The automatic measurement time of the entire CT image is related to the area of ​​each area of ​​the image, that is, the larger the area of ​​the image area, the greater the time for creating the image area and the longer the total measurement time. In the batch (1500) CT image measurement of a given workpiece, the total measurement time was 17 minutes.
5 Concluding remarks From the above-mentioned actual measurement results of the workpiece, it can be seen that the method proposed in the article not only achieves better accuracy but also has high repeatability for measuring different material regions of industrial CT images and measuring defects. Features. It is not only suitable for measuring the geometrical dimensions of the area of ​​interest (eg defects) of the workpiece, but also for the measurement of the internal structure size of the industrial CT image of the batch workpiece. Therefore, the application prospect of machine vision in the detection of large workpieces is optimistic.

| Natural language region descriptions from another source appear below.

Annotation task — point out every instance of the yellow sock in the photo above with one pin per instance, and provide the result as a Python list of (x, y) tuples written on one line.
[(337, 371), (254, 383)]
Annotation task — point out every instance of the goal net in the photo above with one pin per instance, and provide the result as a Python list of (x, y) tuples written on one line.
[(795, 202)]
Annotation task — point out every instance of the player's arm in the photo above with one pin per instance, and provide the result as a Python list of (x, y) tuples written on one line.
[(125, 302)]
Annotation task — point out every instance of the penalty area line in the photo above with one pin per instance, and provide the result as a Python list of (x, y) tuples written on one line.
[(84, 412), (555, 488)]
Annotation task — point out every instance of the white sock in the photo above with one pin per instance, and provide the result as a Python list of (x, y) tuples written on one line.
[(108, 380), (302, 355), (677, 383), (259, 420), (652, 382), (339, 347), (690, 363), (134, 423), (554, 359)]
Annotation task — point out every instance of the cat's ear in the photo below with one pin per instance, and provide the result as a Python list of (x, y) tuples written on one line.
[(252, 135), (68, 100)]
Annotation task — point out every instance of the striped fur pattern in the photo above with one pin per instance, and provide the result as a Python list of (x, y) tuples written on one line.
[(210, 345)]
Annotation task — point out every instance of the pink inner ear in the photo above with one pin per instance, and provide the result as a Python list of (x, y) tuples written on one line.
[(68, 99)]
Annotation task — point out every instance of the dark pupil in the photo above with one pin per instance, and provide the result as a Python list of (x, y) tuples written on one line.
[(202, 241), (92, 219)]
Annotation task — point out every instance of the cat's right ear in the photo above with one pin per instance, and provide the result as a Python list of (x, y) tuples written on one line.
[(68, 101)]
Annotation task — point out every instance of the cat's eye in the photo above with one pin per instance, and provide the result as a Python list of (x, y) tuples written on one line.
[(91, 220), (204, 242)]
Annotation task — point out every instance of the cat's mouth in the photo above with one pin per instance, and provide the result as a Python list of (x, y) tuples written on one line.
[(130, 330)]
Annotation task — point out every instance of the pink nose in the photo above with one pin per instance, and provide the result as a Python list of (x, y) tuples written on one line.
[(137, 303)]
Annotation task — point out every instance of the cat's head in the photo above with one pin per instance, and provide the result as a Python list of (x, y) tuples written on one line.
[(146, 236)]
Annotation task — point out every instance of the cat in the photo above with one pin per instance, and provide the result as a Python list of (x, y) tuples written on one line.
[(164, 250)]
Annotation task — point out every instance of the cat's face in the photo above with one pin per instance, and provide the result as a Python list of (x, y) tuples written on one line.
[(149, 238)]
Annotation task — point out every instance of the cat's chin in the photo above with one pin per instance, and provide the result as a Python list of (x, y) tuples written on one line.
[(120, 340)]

1 Introduction Machine vision is the use of machines instead of the human eye to make measurements and judgments. The machine vision system refers to the hardware and software equipment that converts the ingested target into an image signal through a machine vision product and then sends it to a dedicated information processing device for further processing. Because machine vision systems can quickly acquire large amounts of information and are easy to automate and integrate with process control information, in modern automated production processes, machine vision systems are widely used for condition monitoring, product inspection, and quality control. And other fields. The machine vision system is characterized by automatic, objective, non-contact, high precision, and can easily increase the flexibility and automation of production. In some dangerous working environments that are not suitable for manual work or artificial vision is difficult to meet requirements, machine vision is often used to replace artificial vision; in the process of large-scale industrial production, using artificial vision to check the quality of products is inefficient and the precision is not high. Using machine vision inspection methods can greatly increase production efficiency and production automation. Because machine vision is easy to implement information integration, it is one of the basic technologies for achieving computer integrated manufacturing. In short, with the maturity and development of machine vision technology itself, it can be expected that it will become more and more widely used in modern and future manufacturing enterprises.